Aussie giants sign up to Oracle’s cloud CRM

news Technology giant Oracle announced yesterday that various top Australian public and private sector entities had implemented its CRM On Demand software as a service suite to upgrade customer service, gain access to real-time analytics, and enable speeding up of adaptive business planning.

CRM On Demand is a subscription-based customer relationship management (CRM) system for service, sales, marketing and contact centre operations. Previously offered only as an offshore-hosted option, CRM On Demand was established by Oracle at an Australian datacentre in November 2010 to offer customers local hosting of their data.

Australia’s public sector establishments and financial institutions have had long-standing concerns with hosting their SaaS application data offshore. Oracle had revealed its plans to offer the CRM On Demand platform as a locally hosted service at Oracle OpenWorld 2010. This made Oracle one of the first multinational software giants to start offering SaaS from an Australian platform, in collaboration with hosting company Harbour MSP. Several other multinational cloud computing technology giants continue to prefer Singapore as the closest option for data hosting. Harbour MSP’s Australian datacentre is located in the huge Global Switch facility in Ultimo, Sydney.

According to a statement issued yesterday by Oracle, local customers who have been provisioned in the local datacentre on the Oracle CRM On Demand platform include the Victorian Department of Human Services, NSW government agency NSW Businesslink, NBN Co, AJ Lucas and Suncorp. In September 2011, Oracle had announced the rollout of the CRM On Demand platform for Telstra Wholesale. Telstra had elaborated then that it had chosen Oracle CRM On Demand because of its easy integration with the company’s existing IT infrastructure, such as Oracle’s Siebel software that helps manage billing for Telstra’s retail customers.

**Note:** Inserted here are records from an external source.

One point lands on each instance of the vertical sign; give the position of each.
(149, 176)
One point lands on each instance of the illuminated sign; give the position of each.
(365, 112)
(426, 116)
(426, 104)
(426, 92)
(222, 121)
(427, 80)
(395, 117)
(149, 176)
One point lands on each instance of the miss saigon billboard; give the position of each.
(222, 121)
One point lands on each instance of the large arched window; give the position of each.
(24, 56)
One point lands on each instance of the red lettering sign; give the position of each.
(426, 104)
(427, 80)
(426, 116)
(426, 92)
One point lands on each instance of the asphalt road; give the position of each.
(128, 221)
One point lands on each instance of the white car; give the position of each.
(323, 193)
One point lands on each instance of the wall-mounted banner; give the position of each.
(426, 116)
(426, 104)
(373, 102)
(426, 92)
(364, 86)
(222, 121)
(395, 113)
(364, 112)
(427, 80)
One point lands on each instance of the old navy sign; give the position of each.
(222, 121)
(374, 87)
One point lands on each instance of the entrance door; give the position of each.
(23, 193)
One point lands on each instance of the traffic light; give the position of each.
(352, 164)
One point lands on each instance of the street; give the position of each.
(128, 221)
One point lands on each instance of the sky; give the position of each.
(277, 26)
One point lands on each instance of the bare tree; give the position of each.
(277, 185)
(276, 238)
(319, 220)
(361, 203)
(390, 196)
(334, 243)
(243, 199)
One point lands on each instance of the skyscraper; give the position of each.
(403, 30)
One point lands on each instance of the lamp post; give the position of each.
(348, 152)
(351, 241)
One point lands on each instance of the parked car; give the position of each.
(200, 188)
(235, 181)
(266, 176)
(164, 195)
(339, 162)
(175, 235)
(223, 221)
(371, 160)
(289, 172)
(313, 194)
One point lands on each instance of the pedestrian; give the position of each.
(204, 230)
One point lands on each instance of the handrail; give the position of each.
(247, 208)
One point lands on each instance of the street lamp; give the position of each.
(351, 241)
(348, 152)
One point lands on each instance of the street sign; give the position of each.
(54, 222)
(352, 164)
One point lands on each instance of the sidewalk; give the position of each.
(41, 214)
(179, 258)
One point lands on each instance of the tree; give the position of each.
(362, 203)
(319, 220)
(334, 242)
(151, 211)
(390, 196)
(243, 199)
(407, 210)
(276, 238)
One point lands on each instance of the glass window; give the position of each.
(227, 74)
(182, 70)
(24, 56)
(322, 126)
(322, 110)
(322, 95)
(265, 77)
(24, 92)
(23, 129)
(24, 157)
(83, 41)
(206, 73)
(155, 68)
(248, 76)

Grahame Coles, CIO, Department of Human Services, Victoria said that Oracle CRM On Demand’s ease of use, flexibility and innovation meets his company’s needs, while providing all the extra advantages of a hosted solution. “Providing the data locally makes the solution more compelling and provides us the ability to expand the footprint into other departmental needs,” Coles said.

Also stressing the platform’s reliability and flexibility, Simon Soon, CIO, AJ Lucas Group Limited said that the solution was implemented rapidly. He stated that the system’s compliance with local regulations also made for “peace of mind when storing data in the cloud”.

Teck Wee Lim, General Manager, CRM Oracle Asia Pacific explained that earlier, local regulations around data sovereignty acted as a hindrance to Oracle’s public and financial sector customers considering cloud computing. “Now we are able to overcome their concerns and meet their specific needs with our commitment to deliver industry-leading cloud computing solutions hosted at a local customer data centre” Lim stated.

The news comes as other major local enterprise software companies such as Salesforce.com, SAP, Microsoft and others have not over the latter half of this year and the first half of this year released the names of many major local customers, with it remaining unclear to what extent challenger firms such as Salesforce.com are having on the local market, against giant incumbents like Oracle.

Image credit: Oracle

2 COMMENTS

  1. data sovereignty? … you may want to recheck you facts here. HarbourMSP maybe Australian owned yet Global Switch is foreign owned.

    The data sovereignty issue is at this point in time is fairly untested within legal frameworks with a number of Australian providers who were traditionally bleeting about how they were located within Australian data centres have now stopped bleeting as they are in fact located inside a data centre located in Australia yet that facility is under foreign ownership … Global Switch, Equinix etc

    Until a EU or US court/government attempts to take action against one of these facilities and/or their customers or in fact a customer of a customer’s customer then the data sovereignty issue is very unanswered.

    On the flipside of your article Renai, HarbourMSP act as the provider of Oracle CRM rather than Oracle directly. The reason why HarbourMSP is being pushed recent times re Oracle is that they were the first large outsourcer that was appointed the then hyped ‘Suntone Certified’ status approx a decade ago (perhaps this was before your time)… and as a result of Oracle acquiring Sun Microsystems it inherited the SunTone certified partners such as HarbourMSP and Macquarie Telecom.

    Oracle to the best of my knowledge does not offer Oracle CRM directly to customers in Australia

    • Thanks for your comment Phil; this background has added quite a bit to the article. I’m unsure as to the precise relationship between Oracle and HarbourMSP, but I do know the statement about these customers was issued by Oracle. It is my impression that Oracle directs customers who wants CRM on Demand hosted in Australia to HarbourMSP, then assists with those implementations. If you have further insight into how this functions, I’d be glad to hear more etc.